Amazon |
Publisher: Edition Reuss
Photography: Carlos Batts
Boulevard of Bizarre Dreams
“I’m always amazed to see how young American women in Hollywood can do so many things at the same time.”
Greta Garbo
Eroticism, if not outright sex, is the currency with which business is done at the place where women carry their skin to market. “Hollywood” is the name of this carnival (and trade fair) of the vanities. Hollywood is the epitome of the swamp of sin for some and a pathway to the stars and to immortal fame for others. According to Kenneth Anger’s chronicle of scandal “Hollywood Babylon,” there’s scarcely a female star, starlet or waitress in the café next door who didn’t shed her clothes at one time or other in the hope of becoming the sex symbol for the masses and reigning as a goddess atop the Mount Olympus of the silver screen. Greta Garbo, Marlene Dietrich and Marilyn Monroe succeeded briefly, while legions of unknown beauties failed. Back in Hollywood’s golden days, eroticism and sex weren’t themes for big business with mass audiences: one waited for the lights to go out and the cameramen to go home before mussing the upholstery on the casting couch.

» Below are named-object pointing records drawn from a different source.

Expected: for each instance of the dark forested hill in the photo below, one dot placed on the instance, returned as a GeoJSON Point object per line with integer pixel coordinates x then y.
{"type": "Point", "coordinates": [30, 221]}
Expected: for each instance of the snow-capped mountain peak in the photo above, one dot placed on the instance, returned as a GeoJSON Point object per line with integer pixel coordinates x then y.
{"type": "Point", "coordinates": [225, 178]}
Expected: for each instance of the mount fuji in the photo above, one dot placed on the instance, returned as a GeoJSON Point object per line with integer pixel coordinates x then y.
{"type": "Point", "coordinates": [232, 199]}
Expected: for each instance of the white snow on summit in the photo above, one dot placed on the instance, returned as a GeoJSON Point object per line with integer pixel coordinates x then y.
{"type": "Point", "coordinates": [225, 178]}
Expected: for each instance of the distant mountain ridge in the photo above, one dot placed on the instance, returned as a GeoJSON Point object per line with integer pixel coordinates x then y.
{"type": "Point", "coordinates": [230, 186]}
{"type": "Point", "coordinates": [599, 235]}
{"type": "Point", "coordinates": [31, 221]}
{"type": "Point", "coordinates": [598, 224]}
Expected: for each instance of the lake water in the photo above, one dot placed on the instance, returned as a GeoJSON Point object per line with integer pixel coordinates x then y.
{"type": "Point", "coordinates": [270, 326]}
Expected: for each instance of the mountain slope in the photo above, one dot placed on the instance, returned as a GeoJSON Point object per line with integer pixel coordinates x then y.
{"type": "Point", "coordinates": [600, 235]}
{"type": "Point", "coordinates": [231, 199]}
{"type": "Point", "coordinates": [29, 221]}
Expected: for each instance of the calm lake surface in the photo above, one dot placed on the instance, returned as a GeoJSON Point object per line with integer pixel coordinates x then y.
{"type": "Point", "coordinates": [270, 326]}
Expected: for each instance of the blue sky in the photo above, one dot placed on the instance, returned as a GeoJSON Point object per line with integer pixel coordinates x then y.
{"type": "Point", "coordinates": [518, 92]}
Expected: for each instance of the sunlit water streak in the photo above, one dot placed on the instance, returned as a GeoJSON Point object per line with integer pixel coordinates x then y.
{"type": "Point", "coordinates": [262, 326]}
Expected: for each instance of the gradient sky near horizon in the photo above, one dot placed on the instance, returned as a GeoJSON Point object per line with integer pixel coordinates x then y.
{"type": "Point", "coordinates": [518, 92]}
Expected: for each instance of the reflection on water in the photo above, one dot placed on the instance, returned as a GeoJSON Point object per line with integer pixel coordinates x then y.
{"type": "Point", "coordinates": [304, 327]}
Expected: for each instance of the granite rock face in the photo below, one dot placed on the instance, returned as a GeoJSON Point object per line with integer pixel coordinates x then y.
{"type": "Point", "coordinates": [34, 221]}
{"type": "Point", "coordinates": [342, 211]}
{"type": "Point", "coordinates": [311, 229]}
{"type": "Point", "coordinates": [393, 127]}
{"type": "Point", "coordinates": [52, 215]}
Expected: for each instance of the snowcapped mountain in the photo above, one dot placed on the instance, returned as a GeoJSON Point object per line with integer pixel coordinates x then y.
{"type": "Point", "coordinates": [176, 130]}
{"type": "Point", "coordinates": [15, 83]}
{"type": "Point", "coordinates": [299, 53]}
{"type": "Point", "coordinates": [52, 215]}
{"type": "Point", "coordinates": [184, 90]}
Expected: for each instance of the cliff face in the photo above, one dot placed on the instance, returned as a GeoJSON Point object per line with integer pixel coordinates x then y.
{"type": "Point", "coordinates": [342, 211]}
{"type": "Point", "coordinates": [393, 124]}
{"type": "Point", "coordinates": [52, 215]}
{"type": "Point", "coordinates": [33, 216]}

Carlos Batts, who moved to Los Angeles from Baltimore, Maryland many years ago, has found his own way to celebrate the enterprising spirit and lack of inhibitions of the young American women in Hollywood. With camera in hand, he continues to write his own success story as a photo artist who stages and designs images that are deliberately escapist, pure figments of a fecund imagination. “With these lights I can make you into something very special,” he tells his models – and everything beyond the imaginary reality of the studio simply ceases to exist. Surprising reminiscences on products from the dream factory aren’t excluded: “American Beauty” in a milk bath with rose petals or “Body Double” (loosely based on Brian de Palma) – the murderer with the electric drill, played here by a young lady wearing fishnet stockings on her legs, a look of ruthless determination on her face, and not much else in between. Sometimes one almost has the feeling that one is looking at a longlost and recently rediscovered photo of the glamorous Mae West. Batts’ imagination is infinitely fertile, and the products of his imagination defy assignation to predefined categories.
Inspired at the tender age of 16 by the work of great photographers like Annie Leibowitz, Robert Mapplethorpe, Richard Avedon and Irving Penn, Batts taught himself the skills he needed to ply the photographer’s trade. Ever since, he has rigorously pursued the goals of his cosmos of ideas, unburdened by academic rules and aesthetically influenced by the images that surround him in the worlds of fashion, the media and pop music. For more than a decade, Batts been particularly fond of shooting pictures of “crazy people.” He has shown his work at exhibitions and produced photo spreads – not solely for highgloss erotic magazines. His uncompromising gaze has earned him recognition as one of America’s most interesting young photographers.
Artistic independence characterizes the work of Carlos Batts. He refuses to tie himself down in terms of technique, style or theme. And he doesn’t only shoot photos: he also paints and sketches, and sometimes he personally takes brush and sponge in hand to decorate his models’ bodies with body paint. Altered colors, collagelike and experimental elements can be found in his photos, where anything’s possible and everything’s allowed. The play with visual effects is as much a part of Batts’ repertory as are erotic stagings à la Helmut Newton and stylistic mixtures of gaudy 1960s pinups, tasteless bourgeois culture, vulgar embarrassment and coarse innocence – as well as excellent portrait shots whose urgency and insistence recall the black-and-white images created by pioneering photographer John Deakin. Humor and subtle irony, atmospheric environments, the sensitive use of color, mood, structure and texture, and love for details are present in many of his works. Nothing but the artist’s own creative energy determines the spectrum of his themes, which run the gamut from eroticism and sex to fetishism and superficially banal subjects. There’s one thing, however, that you’ll never find in Batts’ pictures: sterilely lifeless pornography.
Carlos Batts’ crazy American girls have long since declared their independence from Hollywood’s outmoded dictates which insisted that a sex symbol had to be blonde, blue-eyed and buxom. Batts’ girls are just the way they are, and only through deliberate artistic intervention do they become character actresses and projection screens for the people who view their images. Batts’ photographic models are Latin, Caucasian, Asian and African American women. They may be blonde, brunette or blackhaired, tall or short, slender or plump, tattooed or shaven, masked or barefaced, in a static pose or in motion. Could it be that the wild action in Carlos Batts’ Hollywood universe is a fantastic social utopian model of the American dream of the unlimited possibilities of the individual, irregardless of her race, creed or color? Carlos Batts ought to know. He’ll answer. A rose is red; freedom is naked and blue.